Cette approche a d’ailleurs déjà fait ses preuves : le constructeur allemand SkySails, qui travaille sur le même type de technologie depuis le début des années 2000, affirme que son modèle SkySails C 230, avec une surface de 400 m², peut remplacer jusqu’à 2 MW d’énergie de propulsion standard lorsque les conditions de vent sont optimales ; ces cerfs-volants permettent ainsi d’économiser jusqu’à 10 tonnes de pétrole par jour, selon le groupe.
Une voile « connectée » qui s’adapte aux conditions météorologiques
Le dispositif d’Airseas est bien entendu connecté aux systèmes de navigation du bateau, et réoriente ce dernier en fonction des conditions de vent — de manière à ce qu’il emprunte toujours le trajet le plus efficace possible — grâce à une solution logicielle baptisée EcoRouting. « Le cerf-volant et le navire sont entièrement recréés dans un modèle de simulation, qui agit comme un « jumeau numérique » pour le système physique », explique le site de la société.
Ainsi, les divers capteurs dont il est équipé (centrale à inertie, GPS, anémomètre, etc.) communiquent en permanence avec le modèle numérique, qui est réactualisé toutes les 300 millisecondes.
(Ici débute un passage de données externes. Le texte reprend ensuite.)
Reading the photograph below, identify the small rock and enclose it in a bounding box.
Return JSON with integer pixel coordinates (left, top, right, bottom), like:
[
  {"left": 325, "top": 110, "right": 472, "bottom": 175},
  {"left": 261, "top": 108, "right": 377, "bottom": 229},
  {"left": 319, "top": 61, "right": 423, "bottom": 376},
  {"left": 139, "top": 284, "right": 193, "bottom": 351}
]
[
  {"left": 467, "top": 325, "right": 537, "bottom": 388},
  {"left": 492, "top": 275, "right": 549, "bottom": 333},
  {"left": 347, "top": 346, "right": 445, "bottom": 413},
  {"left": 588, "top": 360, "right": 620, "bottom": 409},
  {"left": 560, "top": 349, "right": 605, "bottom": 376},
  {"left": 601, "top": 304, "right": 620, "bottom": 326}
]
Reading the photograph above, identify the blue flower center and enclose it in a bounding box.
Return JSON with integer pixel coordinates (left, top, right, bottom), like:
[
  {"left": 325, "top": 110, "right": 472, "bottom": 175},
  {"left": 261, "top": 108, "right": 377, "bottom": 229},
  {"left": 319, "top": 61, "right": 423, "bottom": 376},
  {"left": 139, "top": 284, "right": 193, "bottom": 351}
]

Ceci permet de positionner à chaque instant la voile selon la direction et la vitesse du vent, pour garantir une efficacité maximale. Le système est également capable de détecter l’arrivée d’une tempête, auquel cas la voile se rétracte automatiquement ; elle est néanmoins conçue pour résister à des vents soufflant jusqu’à 75 km/h.
Réduire les émissions de gaz à effet de serre tout en permettant aux armateurs de réaliser des économies significatives en carburant, c’est ce que promet Airseas, qui souhaite révolutionner ainsi tout le secteur du transport maritime. Selon cet article de France Culture, l’entreprise ambitionne de produire 1000 voiles par an pour équiper 15% de la flotte mondiale.